The defendants own and operate clothing-optional resorts in Tampa, Florida, and the Dominican Republic. They host thousands of guests throughout the year who flock to their resorts for parties, outings, events, activities, etc. The defendants’ market their resorts as high-end, luxury retreats for the seasoned naturalist and first-time nudist alike.

The plaintiffs claim that the defendants published their images, likeness or identity on their website and social media outlets in order to promote Caliente Resort (Tampa) and its activities. The plaintiffs further claim that the defendants’ use of their images and/or likeness was without consent and jeopardized each plaintiff’s image, brand and marketability.

In their motion to dismiss the plaintiffs’ complaint, the defendants argued that their use of the plaintiffs’ images and/or likeness was not for a commercial purpose. Instead, they claimed to have used the plaintiffs’ images for an expressive purpose, i.e., the promotion of an event called the “Aahz Party,” which was being hosted by a third party at their Tampa resort. The defendants argued that a party, in and of itself, was not a commercial activity. They explained that they did not use the plaintiffs’ images to directly promote their resort; rather, the images were used to promote the Aahz Party, which happened to be held at their resort.

The plaintiffs argued in opposition that the defendants’ advertisements demonstrate repeated use of each respective plaintiff’s image, likeness or identity to market the defendants’ resort. For instance, the advertisements directed actual and prospective party goers to the defendants’ website and also provided the resort’s telephone number for reservations. The advertisements promoted the defendants’ resort, advertised prices for staying at the resort to attend events like the Aahz Party, advertised prices to attend the event without an overnight stay, and advertised that the resort would offer discounted rates for overnight stays for such events, all of which were in line with the defendants’ business and business operations. As alleged in the plaintiffs’ complaint, the defendants run a private business and advertise their resort and events at the resort for recompense, which is undoubtedly a commercial purpose.

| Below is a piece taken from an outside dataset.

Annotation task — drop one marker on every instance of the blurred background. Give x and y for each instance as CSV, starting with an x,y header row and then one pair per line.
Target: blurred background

The Florida State Legislature codified an individual’s publicity rights through Florida Statute 540.08 – Unauthorized Publication of Name of Likeness. Section 540.08 states in a pertinent part that:

“No person shall publish, print, display or otherwise publicly use for purposes of trade or for any commercial or advertising purpose the name, portrait, photograph, or other likeness of any natural person without the express written or oral consent to such use given by […] such person.”

As the plaintiffs pointed out in their opposition, Florida Statute 540.08 considers the act of advertising for a commercial purpose to fall within the purview of the statute, whereas expressive works, such as a motion picture, fall outside the scope of the statute.

Assuming the plaintiffs’ allegations are true, the defendants used each plaintiff’s image or likeness without his or her consent to advertise their resort by promoting a party being held at their resort. As opposed to using images of actual guests to promote the event, the plaintiffs’ images were used because they are attractive individuals who look good naked, thereby generating interest in the party and revenue for the resort. The plaintiffs can cement their claims should they be able to produce evidence demonstrating a history of getting paid licensing fees for use of their images in connection with similar types of promotional activities. Due to the celebrity associated with the lead plaintiffs, it is foreseeable the entire group of plaintiffs will be able to produce the evidence needed to substantiate their publicity claims. It is for these reasons that the plaintiffs appear to have a legitimate right of publicity claim against the defendants. At the very least, it appears the District Court correctly denied the defendants’ motion to dismiss the plaintiffs’ second cause of action for violation of their publicity rights under Florida Statute 540.08.